All of this, Palmer told us, he reported to Hathaway! And all of this is reported to the Congress Organization Committee in the control of the Stalinists which votes to accept these reports! Only the Left Opposition raises its voice in criticism. Against our sharp warnings that this road leads to the swamp, plays into the hands of the enemies of the Mooney movement and discredits Communism in the eyes of the workers the Stalinists make a united front with Muste and Palmer in the Committee to reject our criticism and proposals.

At this session, at the conclusion of Palmer’s report, the Left Opposition moved that the Congress Organization Committee publish a summary of the negotiations up to date. Palmer ruled that the motion was out of order for lack of a second. He was about to proceed to the next item on the agenda when the miracle happened. Five delegates got up, one after another, and spoke for the motion. And it carried!

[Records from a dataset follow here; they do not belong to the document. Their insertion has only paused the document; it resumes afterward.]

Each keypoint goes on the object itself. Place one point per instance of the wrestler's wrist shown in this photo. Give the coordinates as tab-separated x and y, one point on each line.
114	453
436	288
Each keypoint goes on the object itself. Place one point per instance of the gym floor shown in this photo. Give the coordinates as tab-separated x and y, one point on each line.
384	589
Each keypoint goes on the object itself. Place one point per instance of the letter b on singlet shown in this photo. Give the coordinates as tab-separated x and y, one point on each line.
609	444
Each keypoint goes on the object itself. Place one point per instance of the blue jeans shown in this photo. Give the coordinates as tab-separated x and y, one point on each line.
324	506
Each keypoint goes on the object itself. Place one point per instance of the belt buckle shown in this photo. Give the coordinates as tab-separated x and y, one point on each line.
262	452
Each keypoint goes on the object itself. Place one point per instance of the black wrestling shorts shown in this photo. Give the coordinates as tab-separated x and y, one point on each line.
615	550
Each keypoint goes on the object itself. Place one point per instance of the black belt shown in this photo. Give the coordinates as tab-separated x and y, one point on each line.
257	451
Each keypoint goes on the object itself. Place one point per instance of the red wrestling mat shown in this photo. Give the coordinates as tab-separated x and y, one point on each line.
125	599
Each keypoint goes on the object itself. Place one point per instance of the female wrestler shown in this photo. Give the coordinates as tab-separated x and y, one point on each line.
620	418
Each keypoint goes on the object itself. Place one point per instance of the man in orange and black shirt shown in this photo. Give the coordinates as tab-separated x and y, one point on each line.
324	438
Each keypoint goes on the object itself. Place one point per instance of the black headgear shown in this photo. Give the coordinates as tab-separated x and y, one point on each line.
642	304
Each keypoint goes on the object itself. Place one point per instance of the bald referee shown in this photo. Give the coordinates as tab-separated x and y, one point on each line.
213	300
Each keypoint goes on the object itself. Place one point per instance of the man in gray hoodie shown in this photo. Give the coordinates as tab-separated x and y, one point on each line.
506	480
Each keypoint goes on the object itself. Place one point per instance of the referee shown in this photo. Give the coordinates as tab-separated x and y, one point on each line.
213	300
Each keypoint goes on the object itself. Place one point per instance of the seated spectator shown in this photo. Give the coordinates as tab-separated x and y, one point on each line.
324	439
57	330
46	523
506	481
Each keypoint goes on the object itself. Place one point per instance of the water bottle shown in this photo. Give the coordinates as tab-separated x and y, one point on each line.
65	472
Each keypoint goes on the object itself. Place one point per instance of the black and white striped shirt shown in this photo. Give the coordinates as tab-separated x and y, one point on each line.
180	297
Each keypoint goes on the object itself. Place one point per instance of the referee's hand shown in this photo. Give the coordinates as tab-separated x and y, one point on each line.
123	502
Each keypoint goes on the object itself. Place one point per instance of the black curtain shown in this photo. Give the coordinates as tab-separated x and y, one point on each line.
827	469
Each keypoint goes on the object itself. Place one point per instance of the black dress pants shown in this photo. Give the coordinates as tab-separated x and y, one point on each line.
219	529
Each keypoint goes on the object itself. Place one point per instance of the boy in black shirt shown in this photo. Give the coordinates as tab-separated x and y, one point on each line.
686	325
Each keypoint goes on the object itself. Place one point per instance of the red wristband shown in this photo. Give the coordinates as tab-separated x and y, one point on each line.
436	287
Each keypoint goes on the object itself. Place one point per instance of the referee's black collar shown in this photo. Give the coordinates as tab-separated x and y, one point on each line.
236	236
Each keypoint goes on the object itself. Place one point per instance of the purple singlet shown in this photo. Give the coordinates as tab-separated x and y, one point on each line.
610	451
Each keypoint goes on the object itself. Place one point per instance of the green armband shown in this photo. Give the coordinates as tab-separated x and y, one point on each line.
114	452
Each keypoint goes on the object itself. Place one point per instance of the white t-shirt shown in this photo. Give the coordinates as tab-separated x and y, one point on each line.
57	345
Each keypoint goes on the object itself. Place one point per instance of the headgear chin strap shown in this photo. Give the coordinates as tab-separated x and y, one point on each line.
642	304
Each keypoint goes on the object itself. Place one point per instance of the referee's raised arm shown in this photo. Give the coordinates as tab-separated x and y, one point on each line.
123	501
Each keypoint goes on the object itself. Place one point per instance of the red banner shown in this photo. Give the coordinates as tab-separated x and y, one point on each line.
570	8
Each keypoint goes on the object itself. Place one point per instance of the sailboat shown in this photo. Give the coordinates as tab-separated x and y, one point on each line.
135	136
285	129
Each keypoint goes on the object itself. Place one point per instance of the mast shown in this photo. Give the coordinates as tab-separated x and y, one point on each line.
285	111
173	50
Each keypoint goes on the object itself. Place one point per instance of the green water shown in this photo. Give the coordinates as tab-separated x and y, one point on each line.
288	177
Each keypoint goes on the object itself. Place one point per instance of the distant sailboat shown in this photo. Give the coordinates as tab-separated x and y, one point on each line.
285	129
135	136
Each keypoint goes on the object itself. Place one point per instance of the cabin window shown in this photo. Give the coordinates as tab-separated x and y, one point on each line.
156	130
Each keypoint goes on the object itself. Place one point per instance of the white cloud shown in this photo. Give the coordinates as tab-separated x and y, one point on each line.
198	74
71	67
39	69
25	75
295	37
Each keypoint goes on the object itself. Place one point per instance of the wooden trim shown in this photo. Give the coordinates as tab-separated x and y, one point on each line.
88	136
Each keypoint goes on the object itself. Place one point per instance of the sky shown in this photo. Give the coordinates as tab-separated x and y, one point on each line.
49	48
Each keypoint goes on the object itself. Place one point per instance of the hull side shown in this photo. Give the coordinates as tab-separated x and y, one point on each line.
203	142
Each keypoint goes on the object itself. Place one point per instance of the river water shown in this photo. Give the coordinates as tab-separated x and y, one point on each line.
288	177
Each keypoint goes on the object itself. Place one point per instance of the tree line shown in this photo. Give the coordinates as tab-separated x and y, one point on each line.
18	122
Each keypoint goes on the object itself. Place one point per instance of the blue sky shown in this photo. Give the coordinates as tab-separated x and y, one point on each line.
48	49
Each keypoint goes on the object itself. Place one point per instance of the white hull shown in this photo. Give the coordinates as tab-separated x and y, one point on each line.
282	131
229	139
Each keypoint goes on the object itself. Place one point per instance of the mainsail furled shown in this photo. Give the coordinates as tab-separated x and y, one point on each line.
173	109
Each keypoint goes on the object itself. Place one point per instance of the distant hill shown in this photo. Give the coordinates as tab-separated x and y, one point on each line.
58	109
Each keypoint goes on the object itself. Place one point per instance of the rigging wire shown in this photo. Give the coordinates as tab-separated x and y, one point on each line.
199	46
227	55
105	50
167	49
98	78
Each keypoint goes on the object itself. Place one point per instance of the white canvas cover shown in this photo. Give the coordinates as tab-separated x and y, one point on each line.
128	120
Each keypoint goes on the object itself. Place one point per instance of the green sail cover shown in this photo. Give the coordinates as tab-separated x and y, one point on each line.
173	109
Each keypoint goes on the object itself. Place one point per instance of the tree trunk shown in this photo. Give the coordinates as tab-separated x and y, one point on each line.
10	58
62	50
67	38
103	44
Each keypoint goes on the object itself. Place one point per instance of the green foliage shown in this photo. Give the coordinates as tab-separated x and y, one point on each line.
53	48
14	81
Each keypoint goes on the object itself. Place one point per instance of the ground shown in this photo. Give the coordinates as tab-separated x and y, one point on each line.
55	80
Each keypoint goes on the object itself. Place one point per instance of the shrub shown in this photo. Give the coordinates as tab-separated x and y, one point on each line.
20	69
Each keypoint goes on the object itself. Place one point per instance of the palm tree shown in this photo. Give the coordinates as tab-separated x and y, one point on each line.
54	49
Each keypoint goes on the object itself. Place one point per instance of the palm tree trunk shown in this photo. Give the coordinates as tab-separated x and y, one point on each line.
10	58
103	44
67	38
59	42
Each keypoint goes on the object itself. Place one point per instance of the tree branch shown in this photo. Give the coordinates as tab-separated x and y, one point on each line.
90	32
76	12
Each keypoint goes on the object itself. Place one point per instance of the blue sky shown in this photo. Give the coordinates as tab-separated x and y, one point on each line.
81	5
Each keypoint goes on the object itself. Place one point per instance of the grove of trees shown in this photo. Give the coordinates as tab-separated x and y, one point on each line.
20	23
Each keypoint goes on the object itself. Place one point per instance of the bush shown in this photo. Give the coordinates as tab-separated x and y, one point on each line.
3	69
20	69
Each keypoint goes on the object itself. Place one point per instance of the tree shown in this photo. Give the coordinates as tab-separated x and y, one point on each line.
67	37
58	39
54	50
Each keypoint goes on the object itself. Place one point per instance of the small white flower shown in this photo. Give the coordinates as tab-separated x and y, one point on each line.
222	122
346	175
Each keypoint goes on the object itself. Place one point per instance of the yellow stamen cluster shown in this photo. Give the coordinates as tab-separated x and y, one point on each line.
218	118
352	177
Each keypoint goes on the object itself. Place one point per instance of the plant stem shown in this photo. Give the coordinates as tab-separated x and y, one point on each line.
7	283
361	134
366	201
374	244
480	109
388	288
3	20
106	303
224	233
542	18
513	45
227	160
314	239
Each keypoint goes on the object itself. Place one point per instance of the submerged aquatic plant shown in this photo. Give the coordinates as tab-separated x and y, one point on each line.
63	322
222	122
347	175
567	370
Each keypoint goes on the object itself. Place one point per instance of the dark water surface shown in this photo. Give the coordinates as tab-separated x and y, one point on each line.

We attribute this stroke of good fortune to two causes. Palmer’s report was too raw for Communists to swallow. And the front line Stalinist bureaucrats were not present to put the seal of authority and discipline on this opportunist brew. Nessin, Winter, Ballam, Moore must be mightily pleased with the results of the Negotiations Committee and content to let it replace the organs of the united front in broadening the Mooney movement. They did not attend the meeting of the Congress Organization Committee!

The speakers’ committees of which Nessin is the chairman reported through one of its members that, among the speakers for the Mooney mass meeting which is being arranged for April 27, will be, if the committee’s invitation is accepted, Rabbi Stephen S. Wise.

Wise needs no introduction to our readers. His attitude toward the Soviet Union and the working class movement is well known. It is sometimes necessary to suffer such people in united fronts – when they are the representatives of organizations participating in the united front. But that is not the case with Wise. He represents no one in this united front. Why does the party invite him to speak? This is not the way to build a united movement. But it is the Stalinist opportunist substitute for it. These adventurers think they will use Wise to fool the masses into believing that Hathaway and Wise on the platform are symbols of a united movement!

Strenuous objection was made to Wise by Linn of the I.W.O. and the Left Opposition. The motion of the Left Opposition to reject him was defeated. A motion to refer the matter back to the speakers’ committee carried.

That is how the movement for Mooney’s release stands now. The S.P. continues its cynical sabotage of the movement with impunity. And the Stalinists pursue their course deeper into the swamp. There were some people who greeted the party’s turn from the ultra Leftism of the united front from below with the hope that the Stalinists were steering a correct course. They showed little understanding of the nature of bureaucratic centrism. The Stalinists are incapable of pursuing a correct policy consistently. They move either to the extreme of ultra-Leftism or to the opposite extreme of Right opportunism. This is the direction in which they are pushing the party today.

That Muste and Palmer would engineer such dickers with the S.P. as this is to be expected. That is their political milieu. But that the Communist party should become a partner to such a shameful business is the special contribution to the repertoire of opportunism of Stalinism – a species of social reformism within the Communist movement. For people who turned over the leadership of the Chinese revolution to Chiang Kai-Shek, of the English General Strike to Purcell and Cook, of the fight against war to Holland and Barbusse it is a little matter to turn over to a Frank Palmer and a Muste the initiative in and the choice of method of building a united front movement to get Mooney out of jail! Against them and all they stand for the Left Opposition carries on and will continue to wage an irreconcilable struggle.